I am tempted to get some of the music Nurse Ratched was fond of playing in the ward (such as the number above) to put on for my children. It is actually quite calming, and while I am worried about them turning into passive zombies wholly lacking in any initiative like I am, I think there are much greater threats in that way than elevator music, which naturally would be interspersed with strident, commanding selections from Beethoven and the like.

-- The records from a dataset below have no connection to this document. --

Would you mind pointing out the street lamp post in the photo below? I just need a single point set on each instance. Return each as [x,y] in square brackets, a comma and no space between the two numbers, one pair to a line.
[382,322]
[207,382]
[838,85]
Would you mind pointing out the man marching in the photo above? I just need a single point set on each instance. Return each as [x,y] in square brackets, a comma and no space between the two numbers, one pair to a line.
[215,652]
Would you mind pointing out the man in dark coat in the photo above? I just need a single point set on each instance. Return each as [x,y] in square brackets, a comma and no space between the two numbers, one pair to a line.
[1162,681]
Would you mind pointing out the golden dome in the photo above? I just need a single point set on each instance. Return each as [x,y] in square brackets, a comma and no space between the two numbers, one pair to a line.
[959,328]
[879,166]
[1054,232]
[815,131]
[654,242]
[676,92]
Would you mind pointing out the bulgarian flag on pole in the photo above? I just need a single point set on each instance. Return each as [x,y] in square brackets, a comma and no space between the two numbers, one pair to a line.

Everyone who sees this now makes the same observation, but it is remarkable to think that this was a major Hollywood production and was very popular commercially. Or was considered popular enough.
Little Big Man (1970)
I'm not sure what to make of this movie, which I knew nothing about before it turned up on my list. I will probably need to see it again sometime. At some moments I felt like it was interesting, at others I wondered if it were one of those 'you had to be there' late 60s/early 70s movies (I stole this description, which I found humorous, from a prominent and outstanding movie blogger who seems to be about my age). I had trouble concentrating my attention on it all the way through. It is a long, sprawling, picaresque Western-type of movie, similar to a type of novel that was popular at the time, massive, detail and fact-stuffed, full of goofy and somewhat irreverent incidents often featuring historical personages, the John Barth, John Gardner type of book. The director was Arthur Penn, who had done Bonnie and Clyde and Alice's Restaurant in the three years prior to this, so he was at the short-lived, but quite productive, peak of his career. Dustin Hoffman was the star, playing a rather strange role as a white man who, starting as a child, keeps getting captured during the wars between the white men and the Indians and living as a member of whichever society he happens to be in the fold of at the time until he gets captures again in the next war. Faye Dunaway is also in it, playing an even more bizarre character. It's 1970, so Dustin Hoffman has a decent amount of situationally interesting sex come his way even though he is neither particularly looking for it nor seems to merit such unasked for bounty. George Custer is a fairly major character, and a good one. Wild Bill Hickok is almost depicted, though he is not as effective as the Custer character. I think I will give it a year of two and see it again.